>>719720627
Before I answer: I agree with you and would rather be destroyed than given immortality in any form.
Dante addresses the concept of heaven best in my opinion, via Paradiso. I recommend reading it for yourself, but he essentially says that the personality just gets sucked out of people and their only purpose in existence is to love god forever. Any thoughts or motivations that would have motivated them to sin on earth are just gone.
>In His will is our peace; that is the sea to which all things move — both what it creates and what nature makes.
>Within that sphere alone is every part where it always was, for it is not in place, nor does it rest on any pole; our ladder reaches to that holy height, where every part is blessed with the same joy, as each reflects the flame of the Eternal.

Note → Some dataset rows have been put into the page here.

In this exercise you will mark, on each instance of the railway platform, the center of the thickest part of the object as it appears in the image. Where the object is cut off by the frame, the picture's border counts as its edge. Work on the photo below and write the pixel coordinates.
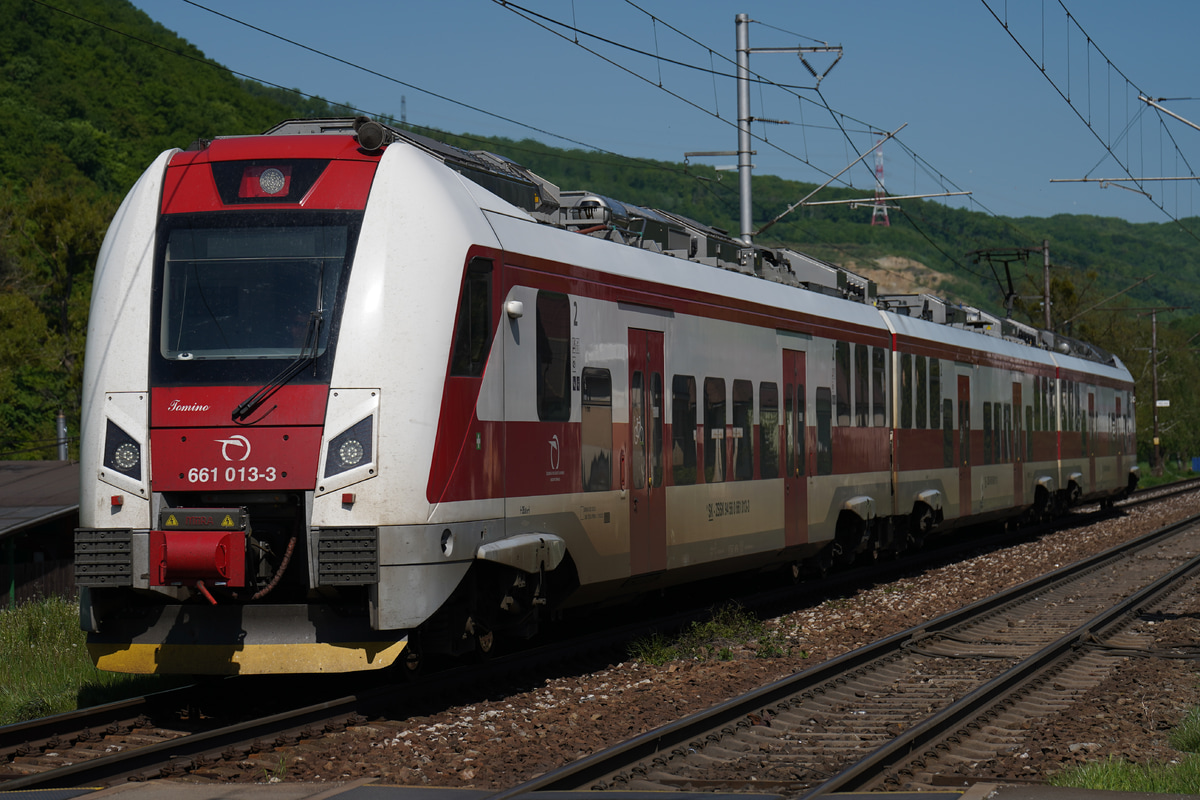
(366, 789)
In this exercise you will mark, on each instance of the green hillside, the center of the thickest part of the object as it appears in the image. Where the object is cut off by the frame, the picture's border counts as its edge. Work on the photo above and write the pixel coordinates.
(93, 90)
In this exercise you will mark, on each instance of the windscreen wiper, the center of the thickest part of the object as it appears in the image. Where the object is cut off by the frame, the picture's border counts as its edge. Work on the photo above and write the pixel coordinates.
(307, 354)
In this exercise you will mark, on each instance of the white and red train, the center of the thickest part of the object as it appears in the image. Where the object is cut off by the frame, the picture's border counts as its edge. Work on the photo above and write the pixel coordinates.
(351, 394)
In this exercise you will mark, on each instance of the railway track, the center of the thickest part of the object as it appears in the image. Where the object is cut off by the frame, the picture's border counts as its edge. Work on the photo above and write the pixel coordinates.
(172, 733)
(903, 711)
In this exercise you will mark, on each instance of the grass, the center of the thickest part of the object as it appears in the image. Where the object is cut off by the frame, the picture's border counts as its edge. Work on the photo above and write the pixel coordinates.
(729, 627)
(1171, 471)
(1115, 775)
(46, 665)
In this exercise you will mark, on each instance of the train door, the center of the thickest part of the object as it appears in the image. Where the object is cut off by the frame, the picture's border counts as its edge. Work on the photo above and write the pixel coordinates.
(964, 445)
(1017, 449)
(1090, 440)
(647, 506)
(796, 482)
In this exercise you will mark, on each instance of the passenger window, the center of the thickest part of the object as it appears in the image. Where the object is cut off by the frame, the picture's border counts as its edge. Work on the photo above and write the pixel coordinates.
(825, 431)
(879, 396)
(714, 429)
(597, 429)
(947, 433)
(1029, 433)
(987, 433)
(862, 386)
(743, 431)
(935, 394)
(473, 332)
(922, 392)
(841, 364)
(657, 428)
(768, 429)
(553, 356)
(683, 429)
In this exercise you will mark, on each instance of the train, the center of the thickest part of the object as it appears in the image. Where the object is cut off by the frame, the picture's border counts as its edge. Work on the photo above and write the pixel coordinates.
(353, 397)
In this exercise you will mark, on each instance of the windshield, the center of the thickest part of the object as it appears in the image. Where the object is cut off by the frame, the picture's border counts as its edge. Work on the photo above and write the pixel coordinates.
(249, 293)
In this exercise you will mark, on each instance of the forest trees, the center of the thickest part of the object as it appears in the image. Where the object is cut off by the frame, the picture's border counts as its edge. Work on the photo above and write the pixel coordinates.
(49, 239)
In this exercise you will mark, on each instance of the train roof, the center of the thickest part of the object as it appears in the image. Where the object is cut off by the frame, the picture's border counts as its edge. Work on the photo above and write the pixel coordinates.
(665, 232)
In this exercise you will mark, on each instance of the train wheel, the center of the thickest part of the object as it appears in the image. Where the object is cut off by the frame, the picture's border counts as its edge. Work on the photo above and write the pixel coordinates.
(411, 662)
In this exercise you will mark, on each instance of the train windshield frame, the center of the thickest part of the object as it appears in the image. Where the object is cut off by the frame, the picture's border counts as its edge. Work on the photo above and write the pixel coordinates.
(239, 294)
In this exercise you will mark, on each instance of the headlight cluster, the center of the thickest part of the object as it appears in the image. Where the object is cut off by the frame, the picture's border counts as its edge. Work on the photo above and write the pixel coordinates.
(123, 453)
(349, 449)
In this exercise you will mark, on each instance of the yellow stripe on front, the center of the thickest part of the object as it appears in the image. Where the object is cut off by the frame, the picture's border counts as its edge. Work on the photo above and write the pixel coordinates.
(245, 660)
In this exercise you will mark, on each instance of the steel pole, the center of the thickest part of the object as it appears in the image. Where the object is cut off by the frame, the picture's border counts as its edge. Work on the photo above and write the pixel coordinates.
(744, 167)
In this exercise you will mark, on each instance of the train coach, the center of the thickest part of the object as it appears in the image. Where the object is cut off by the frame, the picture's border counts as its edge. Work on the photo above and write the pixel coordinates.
(352, 395)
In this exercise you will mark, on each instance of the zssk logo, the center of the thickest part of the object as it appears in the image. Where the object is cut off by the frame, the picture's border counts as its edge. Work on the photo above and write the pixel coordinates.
(235, 440)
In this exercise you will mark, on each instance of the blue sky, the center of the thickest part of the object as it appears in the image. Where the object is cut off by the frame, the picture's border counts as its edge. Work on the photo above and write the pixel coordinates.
(978, 114)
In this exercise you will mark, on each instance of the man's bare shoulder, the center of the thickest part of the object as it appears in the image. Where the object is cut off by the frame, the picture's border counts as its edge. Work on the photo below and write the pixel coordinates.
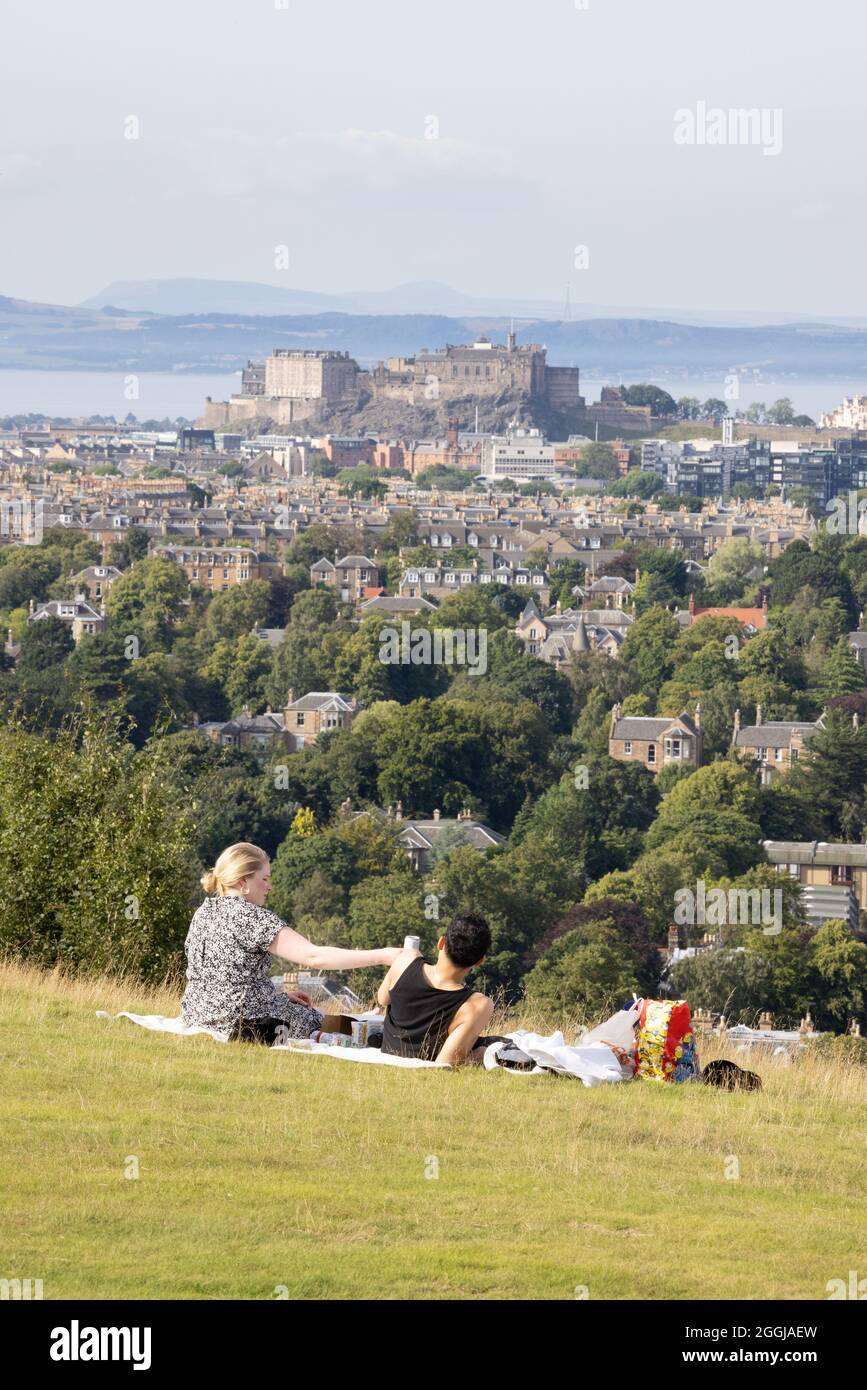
(402, 962)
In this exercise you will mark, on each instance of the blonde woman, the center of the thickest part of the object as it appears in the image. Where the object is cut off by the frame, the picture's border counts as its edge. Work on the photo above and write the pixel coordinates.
(228, 952)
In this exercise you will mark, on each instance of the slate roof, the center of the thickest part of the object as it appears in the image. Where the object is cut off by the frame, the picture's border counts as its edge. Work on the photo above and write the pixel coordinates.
(323, 699)
(774, 734)
(814, 852)
(650, 729)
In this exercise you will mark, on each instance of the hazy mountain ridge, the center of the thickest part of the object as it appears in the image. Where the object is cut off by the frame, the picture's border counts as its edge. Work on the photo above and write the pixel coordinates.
(425, 296)
(59, 337)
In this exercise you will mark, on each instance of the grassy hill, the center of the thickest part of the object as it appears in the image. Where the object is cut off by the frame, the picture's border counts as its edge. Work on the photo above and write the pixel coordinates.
(264, 1171)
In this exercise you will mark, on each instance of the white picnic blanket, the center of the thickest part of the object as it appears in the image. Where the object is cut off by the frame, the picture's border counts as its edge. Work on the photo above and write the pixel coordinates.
(160, 1023)
(593, 1064)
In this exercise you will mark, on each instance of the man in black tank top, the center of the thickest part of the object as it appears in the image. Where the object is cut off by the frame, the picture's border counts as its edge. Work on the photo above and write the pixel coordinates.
(431, 1012)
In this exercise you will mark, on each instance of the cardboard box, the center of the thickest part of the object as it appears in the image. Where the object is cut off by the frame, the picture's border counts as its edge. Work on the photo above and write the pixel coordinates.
(336, 1023)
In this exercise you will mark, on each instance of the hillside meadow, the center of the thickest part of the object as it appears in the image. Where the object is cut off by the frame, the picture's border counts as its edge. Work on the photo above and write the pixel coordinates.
(268, 1175)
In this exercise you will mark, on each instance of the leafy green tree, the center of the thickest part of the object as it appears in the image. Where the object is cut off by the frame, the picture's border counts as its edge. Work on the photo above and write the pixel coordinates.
(120, 894)
(510, 674)
(832, 772)
(564, 577)
(648, 648)
(595, 958)
(841, 966)
(45, 645)
(637, 484)
(643, 394)
(238, 610)
(732, 566)
(842, 673)
(598, 460)
(147, 601)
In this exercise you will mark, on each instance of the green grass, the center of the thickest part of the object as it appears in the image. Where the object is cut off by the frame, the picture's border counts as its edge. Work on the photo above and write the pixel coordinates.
(263, 1169)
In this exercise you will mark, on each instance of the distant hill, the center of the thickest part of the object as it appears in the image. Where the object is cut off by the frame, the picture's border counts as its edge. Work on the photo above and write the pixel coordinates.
(118, 338)
(423, 296)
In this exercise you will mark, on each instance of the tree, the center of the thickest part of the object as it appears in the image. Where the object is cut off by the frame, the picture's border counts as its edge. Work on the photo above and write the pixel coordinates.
(238, 610)
(598, 460)
(731, 566)
(643, 394)
(648, 648)
(564, 577)
(781, 412)
(841, 966)
(842, 673)
(384, 909)
(363, 481)
(134, 546)
(120, 893)
(832, 772)
(147, 602)
(43, 645)
(638, 483)
(510, 674)
(593, 958)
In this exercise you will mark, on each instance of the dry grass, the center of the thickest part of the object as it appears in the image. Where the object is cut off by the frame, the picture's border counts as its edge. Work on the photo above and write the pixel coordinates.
(263, 1171)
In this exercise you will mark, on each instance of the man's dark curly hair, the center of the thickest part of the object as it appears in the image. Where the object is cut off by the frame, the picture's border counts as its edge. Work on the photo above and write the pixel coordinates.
(467, 938)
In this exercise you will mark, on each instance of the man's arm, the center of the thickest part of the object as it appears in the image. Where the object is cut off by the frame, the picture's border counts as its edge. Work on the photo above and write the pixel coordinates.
(393, 975)
(464, 1029)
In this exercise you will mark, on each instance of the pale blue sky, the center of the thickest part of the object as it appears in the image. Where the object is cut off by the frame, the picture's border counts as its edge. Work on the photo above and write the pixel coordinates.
(307, 125)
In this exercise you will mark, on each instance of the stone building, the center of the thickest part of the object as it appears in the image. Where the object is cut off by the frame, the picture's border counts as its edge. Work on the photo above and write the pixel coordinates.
(316, 713)
(350, 577)
(656, 742)
(95, 581)
(775, 744)
(79, 616)
(220, 567)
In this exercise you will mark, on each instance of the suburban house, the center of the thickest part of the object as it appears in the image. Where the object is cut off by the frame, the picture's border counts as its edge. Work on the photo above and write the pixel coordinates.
(656, 742)
(317, 713)
(775, 744)
(218, 569)
(832, 876)
(857, 645)
(249, 731)
(441, 583)
(350, 576)
(95, 581)
(392, 605)
(755, 620)
(609, 591)
(553, 638)
(79, 616)
(420, 837)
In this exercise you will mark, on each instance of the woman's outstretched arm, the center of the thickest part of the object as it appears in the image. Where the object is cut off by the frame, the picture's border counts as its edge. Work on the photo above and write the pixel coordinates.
(292, 945)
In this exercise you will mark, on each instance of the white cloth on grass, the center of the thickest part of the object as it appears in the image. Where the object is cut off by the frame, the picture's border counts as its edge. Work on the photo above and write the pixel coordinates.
(595, 1064)
(160, 1023)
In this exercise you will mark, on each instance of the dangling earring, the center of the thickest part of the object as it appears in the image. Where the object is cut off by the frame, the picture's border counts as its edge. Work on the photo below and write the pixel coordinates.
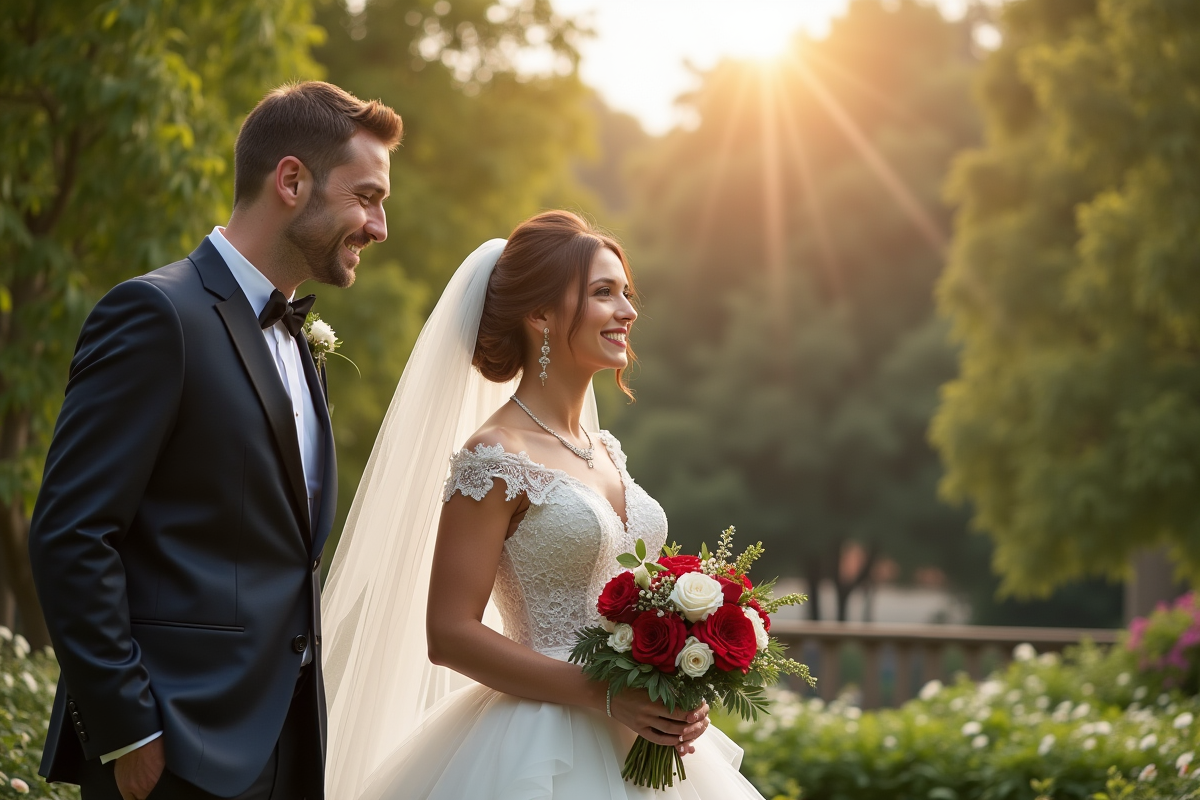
(545, 354)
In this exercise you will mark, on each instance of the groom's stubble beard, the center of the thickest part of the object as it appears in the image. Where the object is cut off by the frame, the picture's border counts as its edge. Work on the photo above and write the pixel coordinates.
(318, 245)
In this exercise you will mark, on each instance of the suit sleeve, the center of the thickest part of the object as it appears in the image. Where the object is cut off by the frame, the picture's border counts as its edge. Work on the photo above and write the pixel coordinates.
(121, 400)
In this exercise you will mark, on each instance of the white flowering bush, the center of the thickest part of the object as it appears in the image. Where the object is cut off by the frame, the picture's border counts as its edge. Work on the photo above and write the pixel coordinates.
(27, 692)
(1045, 728)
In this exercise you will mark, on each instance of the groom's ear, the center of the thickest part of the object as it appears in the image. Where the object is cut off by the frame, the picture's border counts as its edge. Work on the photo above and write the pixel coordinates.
(293, 181)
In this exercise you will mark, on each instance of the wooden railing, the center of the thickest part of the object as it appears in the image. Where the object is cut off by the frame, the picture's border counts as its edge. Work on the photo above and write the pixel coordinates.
(888, 663)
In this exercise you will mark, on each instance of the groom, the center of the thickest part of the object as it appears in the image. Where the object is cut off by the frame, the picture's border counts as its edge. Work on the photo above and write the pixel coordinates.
(191, 482)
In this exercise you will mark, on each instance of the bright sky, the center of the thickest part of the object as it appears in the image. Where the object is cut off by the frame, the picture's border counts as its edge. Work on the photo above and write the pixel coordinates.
(637, 60)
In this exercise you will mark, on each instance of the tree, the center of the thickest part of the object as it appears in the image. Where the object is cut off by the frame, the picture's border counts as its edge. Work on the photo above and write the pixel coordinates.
(487, 143)
(787, 250)
(117, 126)
(1074, 426)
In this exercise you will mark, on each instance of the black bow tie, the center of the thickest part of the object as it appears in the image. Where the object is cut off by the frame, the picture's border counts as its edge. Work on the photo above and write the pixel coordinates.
(292, 313)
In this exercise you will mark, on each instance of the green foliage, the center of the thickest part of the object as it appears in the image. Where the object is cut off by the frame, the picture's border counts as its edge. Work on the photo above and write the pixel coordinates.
(787, 378)
(1074, 425)
(1061, 723)
(1167, 644)
(117, 128)
(27, 692)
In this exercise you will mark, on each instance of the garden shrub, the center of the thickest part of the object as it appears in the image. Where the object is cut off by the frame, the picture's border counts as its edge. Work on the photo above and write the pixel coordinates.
(1045, 727)
(27, 692)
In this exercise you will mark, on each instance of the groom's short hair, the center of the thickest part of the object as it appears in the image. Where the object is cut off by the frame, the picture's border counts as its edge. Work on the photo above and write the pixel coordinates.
(311, 120)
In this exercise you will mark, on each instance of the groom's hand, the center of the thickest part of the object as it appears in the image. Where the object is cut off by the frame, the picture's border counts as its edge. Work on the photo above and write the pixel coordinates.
(138, 773)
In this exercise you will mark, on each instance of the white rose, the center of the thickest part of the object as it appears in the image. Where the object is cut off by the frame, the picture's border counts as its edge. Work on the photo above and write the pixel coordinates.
(622, 638)
(695, 659)
(322, 334)
(696, 595)
(642, 576)
(760, 630)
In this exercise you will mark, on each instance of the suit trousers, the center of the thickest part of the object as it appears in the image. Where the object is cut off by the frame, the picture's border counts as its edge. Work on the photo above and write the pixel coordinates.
(282, 776)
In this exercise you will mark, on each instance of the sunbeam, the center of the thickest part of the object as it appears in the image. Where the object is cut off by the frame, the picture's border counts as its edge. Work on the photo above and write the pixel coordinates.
(882, 169)
(829, 264)
(772, 184)
(723, 160)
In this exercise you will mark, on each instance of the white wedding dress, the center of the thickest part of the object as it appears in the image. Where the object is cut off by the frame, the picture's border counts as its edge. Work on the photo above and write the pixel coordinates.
(480, 744)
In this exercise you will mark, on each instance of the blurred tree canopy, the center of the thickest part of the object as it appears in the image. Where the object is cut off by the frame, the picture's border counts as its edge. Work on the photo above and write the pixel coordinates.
(1074, 428)
(786, 248)
(117, 128)
(495, 120)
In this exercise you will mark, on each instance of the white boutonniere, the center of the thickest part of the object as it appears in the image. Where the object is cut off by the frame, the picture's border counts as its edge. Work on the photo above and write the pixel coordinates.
(323, 341)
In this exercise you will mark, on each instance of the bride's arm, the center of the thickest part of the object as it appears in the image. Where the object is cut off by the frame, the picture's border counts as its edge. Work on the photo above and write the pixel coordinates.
(467, 554)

The way most people (and myself) interpret this is that God's will and the will of people in heaven are not longer separate. Everyone in heaven is a husk; they are robbed of their free will the moment they die. Ironically, the sinners down in hell - while suffering in other ways - retain their sense of self more than those in heaven do.
Frankly, I see these as the only two ways in which humans can suffer immortality: intentional torture or by altering them to the point that they are fundamentally no longer human. In other words, you either like the fact that they are suffering, or you take away their ability to suffer in the first place.
I'd rather just return to nothingness, thanks.